Na bioplanta, localizada em Ouro Verde do Oeste, o dejeto passa por etapas de separação e envio aos biodigestores. É ali que ocorre a digestão anaeróbica — processo biológico em que micro-organismos decompõem a matéria orgânica na ausência de oxigênio — resultando na produção de biogás, composto principalmente por metano (CH₄) e dióxido de carbono (CO₂).

O biogás é capturado e encaminhado à estação de purificação. Parte dele é usada para gerar energia elétrica e térmica. Outra fração passa por um processo de refino que remove o CO₂ e eleva a concentração de metano, originando o biometano, utilizado para abastecer os caminhões da Frota Verde — atualmente dois coletam dejetos e três distribuem ração.
O CO₂ separado também é aproveitado, destinado principalmente à indústria frigorífica para insensibilização de animais, e à indústria química para produção de ureia. Já o digestato, material sólido e líquido remanescente da digestão, torna-se biofertilizante, aplicado em culturas como milho, soja e trigo.
Esses insumos devolvem nutrientes essenciais ao solo de forma equilibrada, reduzindo a dependência de fertilizantes minerais e aumentando a eficiência no uso de recursos.
Resultados ambientais e econômicos
No transporte, a substituição do diesel pelo biometano reduz, em média, até 62 toneladas de CO₂ por caminhão/ano. Com uma frota de 10 caminhões, o potencial de mitigação supera 490 toneladas anuais. Além dos ganhos ambientais, o uso de combustível renovável gera economia direta, reduzindo em até 40% os custos operacionais.


Nas áreas agrícolas, o uso dos biofertilizantes tem melhorado a estrutura e a fertilidade dos solos, elevando a produtividade das lavouras e diminuindo a dependência de adubos externos. A digestão anaeróbica elimina odores e reduz drasticamente a presença de insetos e agentes patogênicos, favorecendo o bem-estar das famílias no entorno das granjas e fortalecendo as condições sanitárias da produção. Esses avanços tornam a atividade mais atrativa para as novas gerações de produtores.
Cooperação como motor da sustentabilidade
O Suíno Verde vai além da inovação tecnológica: consolida um modelo cooperativo de economia circular. A integração entre produtores, indústria e cooperativa cria um fluxo contínuo de reaproveitamento de dejetos e repartição dos benefícios gerados. Essa estrutura coletiva viabiliza investimentos, garante escala operacional e assegura que os resultados retornem ao campo.

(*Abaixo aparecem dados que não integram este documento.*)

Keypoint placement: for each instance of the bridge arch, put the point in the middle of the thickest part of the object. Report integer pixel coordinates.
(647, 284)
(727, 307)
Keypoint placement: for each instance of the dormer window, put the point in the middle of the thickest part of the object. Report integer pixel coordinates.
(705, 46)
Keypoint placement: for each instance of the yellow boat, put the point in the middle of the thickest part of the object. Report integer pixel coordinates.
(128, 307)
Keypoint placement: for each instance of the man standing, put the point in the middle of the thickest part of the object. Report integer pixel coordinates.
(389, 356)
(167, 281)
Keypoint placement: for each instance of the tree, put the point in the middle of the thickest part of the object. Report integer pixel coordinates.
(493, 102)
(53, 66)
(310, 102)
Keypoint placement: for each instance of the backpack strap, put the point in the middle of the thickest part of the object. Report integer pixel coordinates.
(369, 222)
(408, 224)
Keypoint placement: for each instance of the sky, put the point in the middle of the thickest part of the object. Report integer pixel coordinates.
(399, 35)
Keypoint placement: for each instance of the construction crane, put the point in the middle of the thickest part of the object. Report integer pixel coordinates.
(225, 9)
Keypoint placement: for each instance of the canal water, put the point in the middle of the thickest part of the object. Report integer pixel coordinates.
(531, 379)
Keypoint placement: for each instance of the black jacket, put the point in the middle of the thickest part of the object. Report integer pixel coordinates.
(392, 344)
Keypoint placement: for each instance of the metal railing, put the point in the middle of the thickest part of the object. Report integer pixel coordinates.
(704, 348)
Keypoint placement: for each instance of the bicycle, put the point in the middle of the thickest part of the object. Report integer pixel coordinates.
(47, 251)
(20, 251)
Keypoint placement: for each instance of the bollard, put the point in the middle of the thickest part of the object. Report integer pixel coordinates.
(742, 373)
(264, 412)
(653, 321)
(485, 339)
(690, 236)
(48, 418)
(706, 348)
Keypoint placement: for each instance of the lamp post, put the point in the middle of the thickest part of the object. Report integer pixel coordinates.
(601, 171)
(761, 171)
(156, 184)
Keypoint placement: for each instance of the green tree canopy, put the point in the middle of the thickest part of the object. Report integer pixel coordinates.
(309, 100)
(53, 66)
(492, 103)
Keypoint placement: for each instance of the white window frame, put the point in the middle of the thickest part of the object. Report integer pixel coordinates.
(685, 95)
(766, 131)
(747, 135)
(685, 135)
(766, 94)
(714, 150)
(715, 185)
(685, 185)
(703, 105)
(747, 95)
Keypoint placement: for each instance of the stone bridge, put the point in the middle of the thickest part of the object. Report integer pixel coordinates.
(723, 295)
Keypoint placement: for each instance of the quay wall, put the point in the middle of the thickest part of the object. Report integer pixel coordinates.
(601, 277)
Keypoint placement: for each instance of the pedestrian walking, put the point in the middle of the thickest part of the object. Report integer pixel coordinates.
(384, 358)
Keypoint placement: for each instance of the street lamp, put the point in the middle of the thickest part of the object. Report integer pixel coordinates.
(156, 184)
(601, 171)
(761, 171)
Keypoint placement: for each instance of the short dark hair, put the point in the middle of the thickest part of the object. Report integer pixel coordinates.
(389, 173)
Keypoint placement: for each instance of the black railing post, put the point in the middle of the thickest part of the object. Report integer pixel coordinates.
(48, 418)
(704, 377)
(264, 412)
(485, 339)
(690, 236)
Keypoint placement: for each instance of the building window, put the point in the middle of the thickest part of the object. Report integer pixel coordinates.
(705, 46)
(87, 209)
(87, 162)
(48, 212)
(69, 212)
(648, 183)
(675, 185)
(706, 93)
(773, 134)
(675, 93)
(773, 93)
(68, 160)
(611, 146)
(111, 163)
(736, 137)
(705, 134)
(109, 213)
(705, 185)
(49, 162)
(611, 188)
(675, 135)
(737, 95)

A tecnologia foi adaptada às características da suinocultura regional, priorizando simplicidade, segurança e eficiência energética. À Primato coube estruturar a logística de coleta, transporte e destinação, garantindo a sustentabilidade econômica do processo. O equilíbrio entre inovação e cooperação torna o modelo replicável em outras regiões, fortalecendo a integração entre agroenergia e produção animal.
Energia limpa e permanência no campo
Pensando na expansão do projeto, a Primato planeja construir duas novas bioplantas até 2027. Com unidades instaladas a cada 20 km entre si, a distância máxima de coleta cairia para cerca de 10 km por usina, reduzindo custos logísticos e aumentando a eficiência. O modelo prevê que o custo do recolhimento continue dividido igualmente entre os três envolvidos — Primato, usina e produtor, com 33% cada. O impacto econômico positivo virá sobretudo do ganho de desempenho nas granjas, já que os produtores terão mais tempo para se dedicar ao rebanho. As novas unidades deverão operar totalmente a biogás, reforçando a autonomia energética e acelerando a descarbonização das atividades.